For me it is easier to finally read API documentation and make bunch of solutions on all situations, than to model by self.
Should I try it or it is the worst idea ever, as very often there are impossible Blender API limitations?
P.S.
I’m that type of person who will drag around just 177 vertices until they are not a perfect match, maybe I should just ditch the unnecessary optimization stuff and make the high-poly version first and then decimate it and make manual tweaks to low-poly on need? (Though it still will be about 20%+ geometry, than the low-poly from start thing)
Ah, and maybe I should give it a go in Unity C# (then finish it in Blender), as it is less limited + much more AI chat friendly.
Op, forgot maybe i should try Blockbench or similar, though don’t think I can make stuff like fingers easily in there, though it should rather fit the current stylistic needs.
(Someone used it, is it bunch of cubes on export or a solid optimized mesh, can it make a skinned one for character?)
‘Stylizing’ (for lack of a better term) things just moves the difficulty onto something else. It will still take plenty of practice to make that style look good, alongside being able to portray certain things in a style that would otherwise limit that.
OP, you’re still just looking for easy ways out. Modelling hands is as hard as drawing hands, yes. But if you never tackle the real challenges then you never improve.
Coding this stuff isn’t going to be any easier than modelling it either.

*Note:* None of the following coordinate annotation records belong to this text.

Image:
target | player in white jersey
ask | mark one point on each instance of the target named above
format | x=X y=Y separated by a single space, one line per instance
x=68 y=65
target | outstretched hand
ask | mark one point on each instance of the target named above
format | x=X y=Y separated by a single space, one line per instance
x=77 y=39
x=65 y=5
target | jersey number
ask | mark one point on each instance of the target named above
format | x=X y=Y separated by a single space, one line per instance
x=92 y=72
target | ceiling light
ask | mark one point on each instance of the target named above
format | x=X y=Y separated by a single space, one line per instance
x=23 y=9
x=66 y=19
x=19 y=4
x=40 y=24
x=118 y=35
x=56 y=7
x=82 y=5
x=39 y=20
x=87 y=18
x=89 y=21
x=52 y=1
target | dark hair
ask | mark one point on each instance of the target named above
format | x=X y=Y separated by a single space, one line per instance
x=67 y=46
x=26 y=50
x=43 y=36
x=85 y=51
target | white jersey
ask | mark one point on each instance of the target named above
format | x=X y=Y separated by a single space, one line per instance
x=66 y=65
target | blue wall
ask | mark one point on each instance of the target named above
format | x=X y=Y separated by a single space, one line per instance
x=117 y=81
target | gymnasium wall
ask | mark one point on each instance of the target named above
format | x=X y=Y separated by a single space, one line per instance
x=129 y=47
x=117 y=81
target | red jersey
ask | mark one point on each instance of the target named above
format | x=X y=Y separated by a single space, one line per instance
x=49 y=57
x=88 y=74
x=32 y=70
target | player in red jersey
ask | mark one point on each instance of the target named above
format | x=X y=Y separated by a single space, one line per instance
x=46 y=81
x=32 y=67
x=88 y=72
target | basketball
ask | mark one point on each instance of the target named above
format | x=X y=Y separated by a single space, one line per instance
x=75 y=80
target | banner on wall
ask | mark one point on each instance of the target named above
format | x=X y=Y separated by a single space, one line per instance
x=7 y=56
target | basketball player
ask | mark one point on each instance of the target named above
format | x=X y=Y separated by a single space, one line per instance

but i did solve the walls and roofs quick in Blender for my ugly needs though:
Potentially it will even compensate the time took to create it, as I still made only one level and a quarter ready of second was corrupted thanks to old Win 10 and local AI issue (i.g?) (still not restored previous progress from backup, btw)
Even the finger case could be turned into a generator, as basically the core is just 5 sausages.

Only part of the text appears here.